Radiotherapy is a local treatment that uses high-energy rays to act directly on the tumor, causing less damage to surrounding normal tissue. However, it has limited effect on widely metastatic cancers and may cause local side effects.

CRISPR-Cas9 is an emerging gene editing technology with extreme precision and the ability to edit specific oncogenes. This technology has the potential to treat hereditary cancers, but it is still in the research stage, with off-target risks and ethical issues. In addition, the clinical application of CRISPR-Cas9 faces challenges in terms of technology maturity and delivery systems.

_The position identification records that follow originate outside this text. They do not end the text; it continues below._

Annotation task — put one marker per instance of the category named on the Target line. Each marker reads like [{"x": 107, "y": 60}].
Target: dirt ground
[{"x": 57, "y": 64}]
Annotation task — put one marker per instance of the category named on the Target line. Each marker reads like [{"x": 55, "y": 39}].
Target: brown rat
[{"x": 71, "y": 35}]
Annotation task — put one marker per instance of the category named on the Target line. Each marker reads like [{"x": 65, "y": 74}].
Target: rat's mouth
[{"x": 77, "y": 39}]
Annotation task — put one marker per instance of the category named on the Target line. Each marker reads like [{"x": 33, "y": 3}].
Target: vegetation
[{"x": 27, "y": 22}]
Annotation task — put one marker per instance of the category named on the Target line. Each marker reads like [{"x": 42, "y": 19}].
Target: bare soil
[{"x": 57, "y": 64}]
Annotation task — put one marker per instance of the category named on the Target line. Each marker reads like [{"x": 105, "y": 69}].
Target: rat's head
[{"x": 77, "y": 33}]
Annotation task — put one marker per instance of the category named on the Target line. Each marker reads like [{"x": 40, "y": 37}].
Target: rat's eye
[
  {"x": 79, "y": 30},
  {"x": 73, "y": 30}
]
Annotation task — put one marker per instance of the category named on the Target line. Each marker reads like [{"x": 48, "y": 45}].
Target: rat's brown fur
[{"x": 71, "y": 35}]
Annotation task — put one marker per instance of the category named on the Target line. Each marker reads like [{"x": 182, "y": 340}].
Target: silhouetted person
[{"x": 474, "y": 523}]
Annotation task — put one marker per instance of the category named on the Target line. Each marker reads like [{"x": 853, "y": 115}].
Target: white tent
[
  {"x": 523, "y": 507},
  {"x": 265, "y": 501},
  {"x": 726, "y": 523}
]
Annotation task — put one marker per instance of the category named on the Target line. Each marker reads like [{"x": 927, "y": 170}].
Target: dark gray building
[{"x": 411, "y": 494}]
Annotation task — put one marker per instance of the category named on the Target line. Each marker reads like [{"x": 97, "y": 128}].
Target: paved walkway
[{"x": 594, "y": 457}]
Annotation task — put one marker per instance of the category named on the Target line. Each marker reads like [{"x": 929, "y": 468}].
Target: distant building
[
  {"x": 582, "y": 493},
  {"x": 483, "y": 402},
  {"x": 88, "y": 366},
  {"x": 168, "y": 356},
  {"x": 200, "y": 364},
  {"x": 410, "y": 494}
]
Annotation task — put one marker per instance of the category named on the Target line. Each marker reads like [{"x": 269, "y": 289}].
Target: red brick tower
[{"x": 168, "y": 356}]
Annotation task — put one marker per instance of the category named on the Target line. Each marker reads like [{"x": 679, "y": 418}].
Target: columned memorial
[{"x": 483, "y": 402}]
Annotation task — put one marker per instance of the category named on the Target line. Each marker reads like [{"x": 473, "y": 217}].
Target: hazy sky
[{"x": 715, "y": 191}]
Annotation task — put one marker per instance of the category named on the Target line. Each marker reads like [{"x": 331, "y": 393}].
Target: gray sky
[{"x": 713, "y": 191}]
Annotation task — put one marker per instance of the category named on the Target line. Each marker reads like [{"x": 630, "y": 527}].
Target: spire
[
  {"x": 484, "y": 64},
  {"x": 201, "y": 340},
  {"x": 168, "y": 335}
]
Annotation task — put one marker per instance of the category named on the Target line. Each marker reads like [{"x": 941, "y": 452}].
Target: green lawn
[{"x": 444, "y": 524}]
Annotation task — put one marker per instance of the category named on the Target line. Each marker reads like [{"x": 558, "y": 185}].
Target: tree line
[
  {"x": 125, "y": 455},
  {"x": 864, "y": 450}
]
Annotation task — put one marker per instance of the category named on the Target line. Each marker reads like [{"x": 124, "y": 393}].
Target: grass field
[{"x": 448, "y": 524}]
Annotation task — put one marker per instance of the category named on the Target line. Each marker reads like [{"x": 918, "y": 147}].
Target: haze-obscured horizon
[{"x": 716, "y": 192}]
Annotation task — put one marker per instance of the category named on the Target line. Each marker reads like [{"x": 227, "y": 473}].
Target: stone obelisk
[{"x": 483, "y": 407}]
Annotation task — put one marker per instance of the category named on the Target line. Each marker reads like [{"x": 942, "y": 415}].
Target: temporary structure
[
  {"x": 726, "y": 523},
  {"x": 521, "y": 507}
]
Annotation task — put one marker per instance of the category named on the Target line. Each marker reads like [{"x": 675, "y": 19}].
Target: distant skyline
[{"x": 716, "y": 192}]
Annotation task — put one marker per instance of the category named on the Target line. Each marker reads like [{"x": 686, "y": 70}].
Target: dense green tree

All things considered, chemotherapy and radiotherapy are well-established treatments, but they are accompanied by significant side effects. CRISPR-Cas9 offers a new treatment, although there are still many issues that need to be addressed. The doctor will choose the most appropriate treatment plan based on the patient's specific situation. As technology advances, there may be more personalized treatment options in the future.

6. Conclusion

Derived from the immune mechanism of bacteria and directs the Cas9 enzyme to the target DNA sequence by directing RNA molecules, the CRISPR-Cas9 system is currently one of the most well-known gene editing tools to achieve precise gene editing. The development of gene editing technology has revolutionized biomedical research and applications, but it has also sparked extensive ethical and safety discussions. This article explores the potential of gene editing technologies, especially CRISPR-Cas9, in the treatment of lung cancer and how it compares to conventional therapies. Lung cancer is the leading cancer killer in China, with a high mortality rate and low survival rate. Gene editing technology allows for precise modification of DNA sequences, and the CRISPR-Cas9 system has attracted attention for its high efficiency and ease of operation. Although chemotherapy and radiotherapy are routine treatments for NSCLC, they come with serious side effects. CRISPR-Cas9 technology provides a new strategy for cancer treatment by knocking out key genes, such as SMYD3, which shows the ability to reduce lung cancer cell proliferation and metastasis. However, the technology still faces challenges such as off-target risks, ethical issues, and technological maturity. The article argues that with the advancement of technology, there may be more personalized treatment options in the future.